Her recent artworks focus on Canberra and she portrays the city’s sense of community through recognizable landmarks in her art.

“I grew up here, but this pandemic and lockdown really helped me get a sense of community,” says Sophie. “I started drawing drawings on my windows and chalk drawings outside for lockdown fun. Obsessed with art throughout my school days, I entered the Canberra School of Art when I was 20 and studied printmaking. I wish I had appreciated my time there more.”

Sophie is strong feelings about getting the COVID-19 vaccination inspired her to display her artwork to encourage Canberrans to get the shot. She started putting up the posters in Dickson.

Poster art by Sophie Cazabon on iPad

Sophie Cazabon has used her iPad to create colorful prints. Photo: Sophie Cazabon.

“It’s my local stores, but I’ve also posted at other stores in North Canberra,” she says. “I feel very strongly about vaccinations and it worries me when I hear that people don’t want to be vaccinated. I wanted this poster to be a positive image because I don’t see anything negative about wanting to take care of yourself, your family and your community through vaccination.”

Lockdown has helped Sophie reconnect with her artistic nature.

I think living in a bubble makes you appreciate things so much more,” she says. “All the beautiful parts of Canberra that are outdoors – you are forced to be outdoors, which is really positive.”

Over the past six months, Sophie has discovered a new medium for creating art on her iPad.

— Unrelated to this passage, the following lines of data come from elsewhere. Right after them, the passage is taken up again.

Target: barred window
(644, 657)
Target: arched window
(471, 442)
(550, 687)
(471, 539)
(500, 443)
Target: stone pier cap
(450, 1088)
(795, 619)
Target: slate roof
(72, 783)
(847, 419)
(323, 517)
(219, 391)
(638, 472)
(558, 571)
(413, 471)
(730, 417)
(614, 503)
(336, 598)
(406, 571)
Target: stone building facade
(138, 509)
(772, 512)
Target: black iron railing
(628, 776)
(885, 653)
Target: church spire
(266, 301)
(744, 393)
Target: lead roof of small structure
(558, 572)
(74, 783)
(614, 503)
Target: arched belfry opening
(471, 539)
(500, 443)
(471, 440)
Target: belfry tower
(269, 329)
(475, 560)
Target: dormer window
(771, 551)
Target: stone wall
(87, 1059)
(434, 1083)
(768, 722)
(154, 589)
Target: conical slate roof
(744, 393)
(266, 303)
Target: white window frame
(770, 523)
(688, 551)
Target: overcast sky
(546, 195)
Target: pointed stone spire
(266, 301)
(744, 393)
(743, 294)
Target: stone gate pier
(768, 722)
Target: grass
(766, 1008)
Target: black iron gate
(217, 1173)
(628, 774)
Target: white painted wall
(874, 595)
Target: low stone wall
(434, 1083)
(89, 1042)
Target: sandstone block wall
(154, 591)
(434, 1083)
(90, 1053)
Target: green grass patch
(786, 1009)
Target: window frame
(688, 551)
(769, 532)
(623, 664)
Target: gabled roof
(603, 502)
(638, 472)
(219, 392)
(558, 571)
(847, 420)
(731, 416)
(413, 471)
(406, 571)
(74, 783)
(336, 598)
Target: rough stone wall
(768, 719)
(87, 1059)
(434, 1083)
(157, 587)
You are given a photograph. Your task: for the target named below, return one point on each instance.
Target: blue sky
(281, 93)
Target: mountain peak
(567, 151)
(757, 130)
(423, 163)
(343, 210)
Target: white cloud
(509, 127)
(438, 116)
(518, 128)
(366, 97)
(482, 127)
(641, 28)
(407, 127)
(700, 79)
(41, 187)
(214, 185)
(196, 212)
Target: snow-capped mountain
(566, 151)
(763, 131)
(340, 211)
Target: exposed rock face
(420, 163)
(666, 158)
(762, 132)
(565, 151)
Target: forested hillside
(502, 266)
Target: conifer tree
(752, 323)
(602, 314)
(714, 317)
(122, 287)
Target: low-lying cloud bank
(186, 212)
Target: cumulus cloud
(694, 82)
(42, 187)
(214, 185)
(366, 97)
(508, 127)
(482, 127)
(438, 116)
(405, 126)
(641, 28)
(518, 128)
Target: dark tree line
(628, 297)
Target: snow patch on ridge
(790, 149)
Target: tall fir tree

“I love working on my iPad for so many reasons,” she says. “It’s easy to take it out of my bag – no setting up required, no cutting and pasting with scissors, or changing pens.

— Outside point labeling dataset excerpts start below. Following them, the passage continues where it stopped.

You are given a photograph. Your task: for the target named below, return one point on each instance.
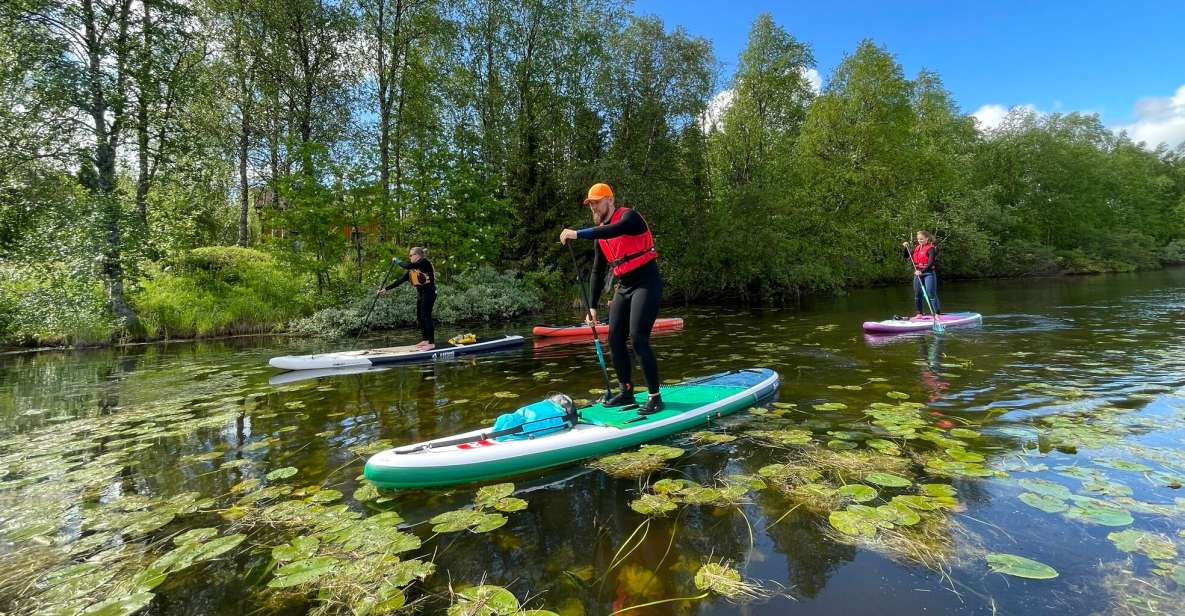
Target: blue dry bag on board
(544, 417)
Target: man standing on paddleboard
(924, 256)
(422, 276)
(625, 243)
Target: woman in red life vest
(924, 256)
(623, 243)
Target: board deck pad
(390, 354)
(677, 398)
(473, 456)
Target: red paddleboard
(558, 331)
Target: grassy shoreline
(399, 315)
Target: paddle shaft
(921, 284)
(371, 309)
(588, 306)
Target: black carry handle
(569, 418)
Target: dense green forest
(224, 166)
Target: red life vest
(628, 252)
(921, 255)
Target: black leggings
(632, 315)
(424, 302)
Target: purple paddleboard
(920, 323)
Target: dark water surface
(1073, 391)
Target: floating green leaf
(1101, 515)
(510, 505)
(300, 549)
(1120, 464)
(900, 513)
(196, 536)
(888, 480)
(302, 571)
(1046, 488)
(1043, 502)
(365, 493)
(325, 495)
(281, 473)
(857, 492)
(852, 524)
(489, 494)
(1152, 545)
(653, 505)
(1020, 566)
(123, 605)
(937, 489)
(719, 579)
(484, 601)
(711, 437)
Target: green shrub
(44, 303)
(218, 290)
(1127, 251)
(1077, 262)
(482, 294)
(1024, 258)
(1173, 254)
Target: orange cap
(599, 191)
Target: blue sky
(1125, 61)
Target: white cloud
(715, 113)
(813, 79)
(719, 103)
(1159, 120)
(990, 116)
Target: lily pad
(653, 505)
(1020, 566)
(1043, 502)
(196, 536)
(717, 578)
(489, 494)
(300, 549)
(302, 571)
(857, 492)
(484, 601)
(888, 480)
(1120, 464)
(281, 473)
(852, 524)
(1152, 545)
(120, 605)
(1046, 488)
(1101, 515)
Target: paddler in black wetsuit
(423, 277)
(924, 258)
(625, 243)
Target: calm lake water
(1058, 427)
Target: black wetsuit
(929, 278)
(635, 305)
(423, 277)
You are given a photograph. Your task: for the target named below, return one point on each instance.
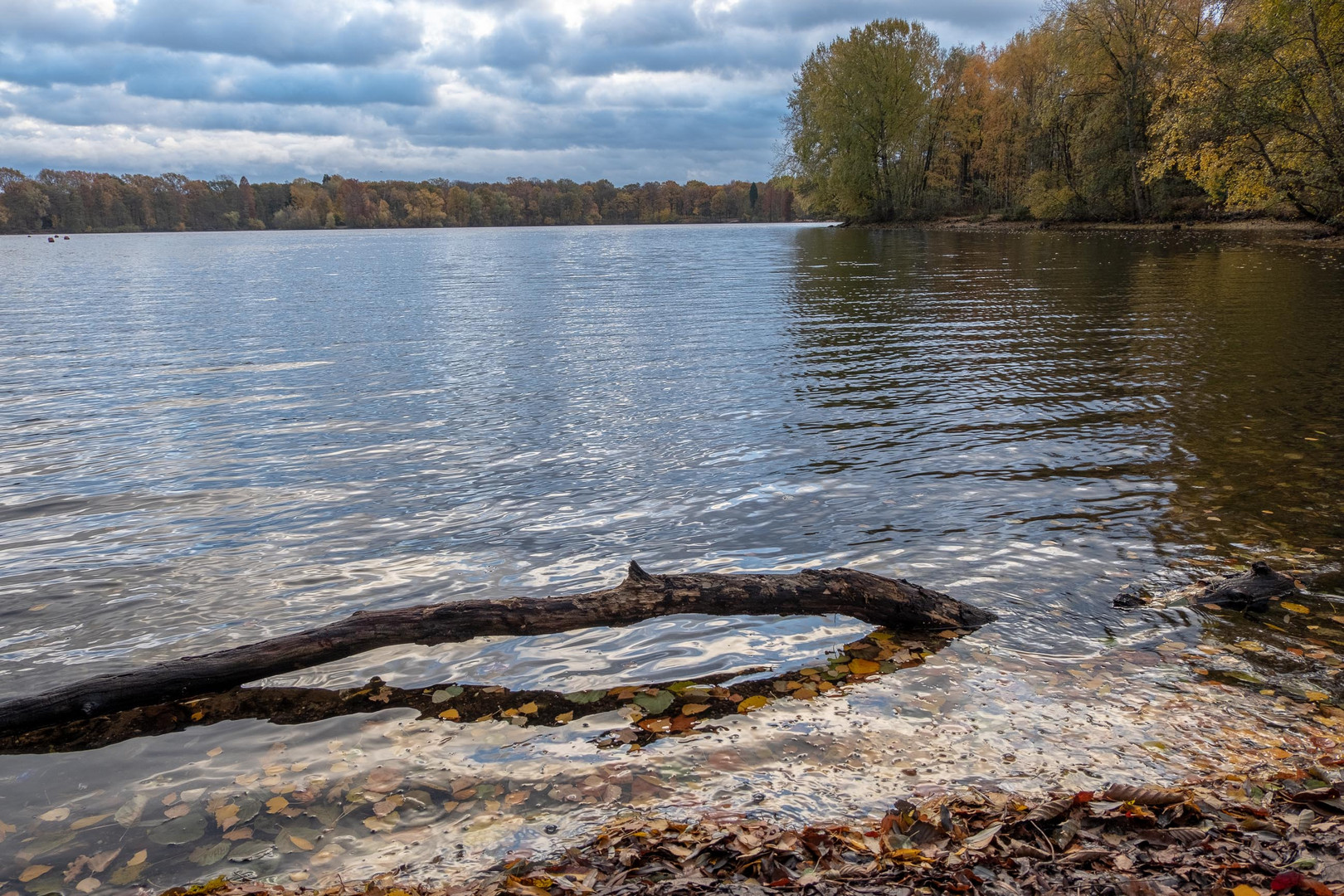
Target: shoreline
(1278, 230)
(1277, 828)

“I also love that it fits my style so well. I like a very graphic look and I like patterns and layering.

“Right now I think vaccination is so important. It is a priority in Canberra, Australia and the world.

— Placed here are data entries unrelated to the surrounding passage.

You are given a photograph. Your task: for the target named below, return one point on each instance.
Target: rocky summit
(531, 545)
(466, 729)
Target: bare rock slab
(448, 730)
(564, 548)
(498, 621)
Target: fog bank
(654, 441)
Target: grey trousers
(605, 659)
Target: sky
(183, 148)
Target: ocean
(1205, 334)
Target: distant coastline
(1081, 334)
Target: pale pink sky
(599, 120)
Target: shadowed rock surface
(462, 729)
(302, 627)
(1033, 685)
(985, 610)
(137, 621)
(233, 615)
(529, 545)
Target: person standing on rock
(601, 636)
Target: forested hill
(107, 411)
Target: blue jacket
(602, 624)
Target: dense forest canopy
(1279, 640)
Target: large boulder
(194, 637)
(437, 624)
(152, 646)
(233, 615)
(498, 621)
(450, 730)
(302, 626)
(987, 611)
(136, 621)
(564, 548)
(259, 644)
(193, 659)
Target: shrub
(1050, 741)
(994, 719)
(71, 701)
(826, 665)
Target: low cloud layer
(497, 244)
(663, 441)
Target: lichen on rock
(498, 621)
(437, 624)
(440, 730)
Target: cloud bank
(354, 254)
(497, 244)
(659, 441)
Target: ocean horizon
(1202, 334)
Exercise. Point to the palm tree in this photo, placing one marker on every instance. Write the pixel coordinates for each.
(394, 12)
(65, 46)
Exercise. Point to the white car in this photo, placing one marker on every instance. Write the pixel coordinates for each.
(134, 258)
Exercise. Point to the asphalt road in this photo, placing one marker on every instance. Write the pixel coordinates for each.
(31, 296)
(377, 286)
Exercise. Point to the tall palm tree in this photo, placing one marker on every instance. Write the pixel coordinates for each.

“I’ve added some of Canberra’s iconic spots. Telstra Tower has been swapped with a COVID-19 jab, and I’ve pictured it Parliament House, a bus shelter, the light rail, the Shine Dome, a crane because they are everywhere now, and a roundabout like we have so many here.

“I also have a different take on the fun of Ken Behrens. I put Wally [from Where’s Wally?] in a Canberra setting to poke fun at who Ken Behrens might be.”

Sophie has also created artwork to help her three-year-old son understand the changing environment during COVID-19.

“I worry that my son only sees people with face masks,” she says. “In one image, I put a face mask on one of his favorite television characters, Bluey, and repositioned the image in a setting he knows well, Canberra.”